Midwest Energy & Communications (MEC), born of a 1998 merger of two Great Depression-era rural electric cooperatives, MEC has since continued the rural co-op spirit to “provide innovations and solutions to create vibrant, relevant, and sustainable rural communities…where others won’t.” The concern of diminishing rural populations and quality-of-life drives MEC to fill those critical gaps of rural services, noted Dave Allen, Vice President with MEC. The closure announcement of the Palisades power plant further fueled MEC’s creative and expanding community role to retain jobs and talent in rural Michigan.

The Southwest Michigan Advanced Research & Technology (SMART) Park is a 400-acre center for technology and industry nestled in the rural Cass County village of Cassopolis (pop. 1,700), 45 miles from the Palisades plant. MEC was awarded $6 million from the U.S. EDA NCC program in September 2021 to support the development of SMART Park, including water and sewer lines, stormwater management system, and access road construction. Adjacent to MEC’s headquarters and their recent community solar energy array, this park will target enterprises focused on technology, R&D, advanced manufacturing, and sustainability. This target focus is directly aligned with the larger regional vision for economic development strategies and is identified in the regional CEDS completed by SWMPC and complements the longer-term regional Recovery Strategy efforts with short-term wins.

An aerial site plan of SMART Park
An aerial site plan of SMART Park

The first tenant for SMART Park is Hydro, a Norwegian company focused on a sustainable future, which will open operations in late 2023 or early 2024 with a state-of-the-art aluminum recycling plant. Hydro is investing $150 million in the project, which at full capacity will create 70 jobs and produce 120,000 metric tons of low-carbon aluminum extrusion ingot per year. Additional site investments will soon connect the park to rail via the Canadian National Railway that runs along the site property. In total, the SMART Park project is expected to create 250 new jobs. MEC is also coordinating with Market Van Buren and institutions of higher education on proactive workforce training and development partnerships in advance of Hydro and future tenants of the park.

A view of the future Hydro facility and SMART Park under development
A view of the future Hydro facility and SMART Park under development

A dedication to community engagement and being good neighbors has helped get SMART Park off to a promising start and will remain a ‘north star’ for the future.
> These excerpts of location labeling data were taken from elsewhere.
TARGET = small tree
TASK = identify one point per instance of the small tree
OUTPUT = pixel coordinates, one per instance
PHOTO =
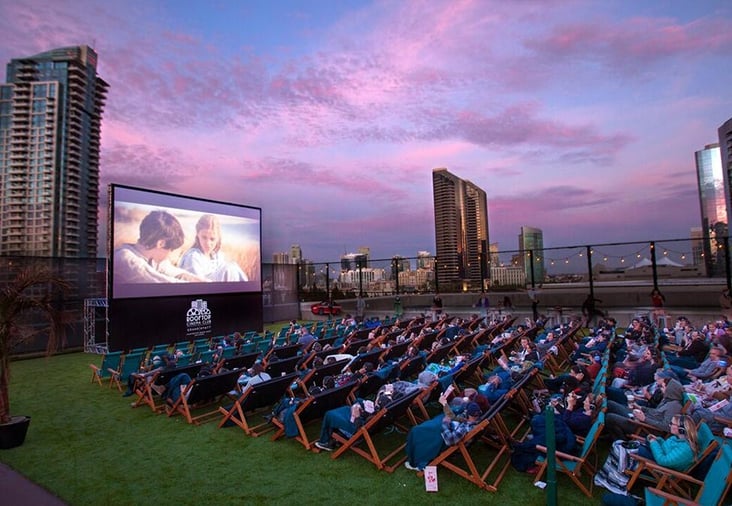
(17, 304)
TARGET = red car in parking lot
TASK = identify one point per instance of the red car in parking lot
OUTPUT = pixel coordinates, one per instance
(326, 308)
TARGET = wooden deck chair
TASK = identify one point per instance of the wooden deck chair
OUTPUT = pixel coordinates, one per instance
(111, 362)
(280, 367)
(202, 392)
(130, 364)
(713, 489)
(395, 351)
(389, 415)
(483, 465)
(574, 466)
(439, 354)
(425, 342)
(409, 368)
(373, 356)
(429, 395)
(315, 376)
(244, 361)
(352, 346)
(471, 373)
(661, 478)
(254, 401)
(160, 349)
(282, 352)
(314, 408)
(369, 385)
(145, 386)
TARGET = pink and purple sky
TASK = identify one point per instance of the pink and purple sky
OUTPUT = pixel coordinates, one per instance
(578, 117)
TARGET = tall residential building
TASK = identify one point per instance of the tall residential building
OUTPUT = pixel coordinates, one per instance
(50, 120)
(725, 150)
(713, 201)
(531, 244)
(461, 231)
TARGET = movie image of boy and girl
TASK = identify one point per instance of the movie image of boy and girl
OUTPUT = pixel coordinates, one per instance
(149, 259)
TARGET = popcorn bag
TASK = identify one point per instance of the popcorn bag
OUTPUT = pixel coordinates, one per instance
(430, 478)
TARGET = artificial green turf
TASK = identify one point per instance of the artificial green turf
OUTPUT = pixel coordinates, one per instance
(86, 445)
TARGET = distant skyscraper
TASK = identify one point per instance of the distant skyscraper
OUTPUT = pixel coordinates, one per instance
(697, 249)
(425, 260)
(365, 252)
(532, 240)
(352, 261)
(461, 231)
(50, 120)
(295, 254)
(713, 201)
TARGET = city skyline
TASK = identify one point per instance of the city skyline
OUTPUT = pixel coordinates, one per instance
(580, 118)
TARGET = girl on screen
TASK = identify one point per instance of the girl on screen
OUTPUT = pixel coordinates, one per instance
(205, 258)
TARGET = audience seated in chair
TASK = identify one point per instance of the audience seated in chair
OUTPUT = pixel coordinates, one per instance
(428, 439)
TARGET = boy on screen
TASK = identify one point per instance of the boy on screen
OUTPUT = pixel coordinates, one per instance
(147, 260)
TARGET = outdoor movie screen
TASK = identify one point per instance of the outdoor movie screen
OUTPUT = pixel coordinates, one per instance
(168, 245)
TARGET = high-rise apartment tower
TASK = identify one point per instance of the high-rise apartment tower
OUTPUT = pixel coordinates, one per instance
(461, 231)
(50, 119)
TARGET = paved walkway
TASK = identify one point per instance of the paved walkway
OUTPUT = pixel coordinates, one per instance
(17, 490)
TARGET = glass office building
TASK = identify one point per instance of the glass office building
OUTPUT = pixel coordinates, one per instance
(531, 248)
(50, 119)
(713, 201)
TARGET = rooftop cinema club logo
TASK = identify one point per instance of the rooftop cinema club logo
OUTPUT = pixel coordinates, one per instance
(198, 318)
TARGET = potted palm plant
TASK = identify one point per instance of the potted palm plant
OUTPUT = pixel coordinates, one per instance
(25, 298)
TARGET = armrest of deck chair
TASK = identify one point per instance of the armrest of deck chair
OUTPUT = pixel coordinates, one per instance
(650, 464)
(565, 456)
(670, 498)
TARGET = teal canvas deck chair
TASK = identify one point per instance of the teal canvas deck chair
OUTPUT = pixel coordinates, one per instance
(130, 364)
(111, 362)
(681, 482)
(574, 466)
(713, 489)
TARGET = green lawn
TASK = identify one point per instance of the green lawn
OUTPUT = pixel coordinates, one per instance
(86, 445)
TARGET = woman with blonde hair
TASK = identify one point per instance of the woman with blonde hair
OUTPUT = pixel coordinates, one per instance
(677, 451)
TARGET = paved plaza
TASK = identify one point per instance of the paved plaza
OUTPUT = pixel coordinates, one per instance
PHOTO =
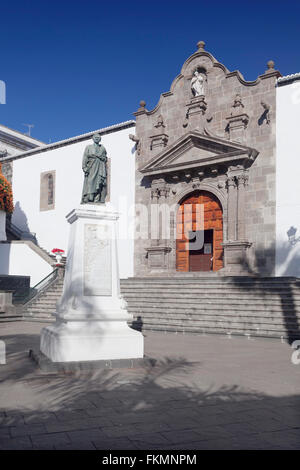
(205, 392)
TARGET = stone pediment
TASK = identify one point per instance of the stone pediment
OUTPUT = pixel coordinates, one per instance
(195, 150)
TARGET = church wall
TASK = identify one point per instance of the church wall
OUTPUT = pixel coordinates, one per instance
(221, 89)
(50, 226)
(19, 259)
(287, 178)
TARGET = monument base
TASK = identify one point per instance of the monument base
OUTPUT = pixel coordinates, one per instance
(91, 315)
(90, 341)
(46, 365)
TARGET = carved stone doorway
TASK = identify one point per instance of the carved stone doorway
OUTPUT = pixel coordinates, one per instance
(207, 253)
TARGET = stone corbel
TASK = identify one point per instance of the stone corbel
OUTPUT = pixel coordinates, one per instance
(265, 116)
(137, 141)
(238, 120)
(159, 138)
(158, 141)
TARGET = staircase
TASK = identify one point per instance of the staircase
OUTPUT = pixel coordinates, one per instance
(267, 307)
(43, 305)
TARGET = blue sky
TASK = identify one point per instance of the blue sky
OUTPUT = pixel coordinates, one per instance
(74, 66)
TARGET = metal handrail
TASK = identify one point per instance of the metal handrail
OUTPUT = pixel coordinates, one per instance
(16, 231)
(39, 287)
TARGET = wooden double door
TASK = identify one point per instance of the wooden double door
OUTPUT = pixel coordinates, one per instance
(199, 245)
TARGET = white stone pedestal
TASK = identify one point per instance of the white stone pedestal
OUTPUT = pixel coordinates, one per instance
(3, 236)
(91, 317)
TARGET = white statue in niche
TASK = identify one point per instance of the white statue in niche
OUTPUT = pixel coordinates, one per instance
(197, 84)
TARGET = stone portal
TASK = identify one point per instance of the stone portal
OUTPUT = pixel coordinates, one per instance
(199, 230)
Immediately south of the park site sits Diamond Lake, which is home to residential and vacation home communities. MEC and community leaders have strived to balance the park business development with the preservation of the bucolic landscape, with covenants including aesthetics and dark-sky lighting standards as just one approach. This community engagement and relationship-building also has the potential to prove fruitful in securing future investment from interested Diamond Lake residents and second-home owners from Chicago. “You never know where the next gem will come from… so keep mining,” Allen offered in reference to the importance of engagement, partnerships, and patience in economic development.

This resource is part of the Community Economic Diversification Roadmap, a new tool created by Smart Growth America and the Nuclear Communities TA team, to support communities in planning for the challenges and opportunities that stem from hosting energy infrastructure.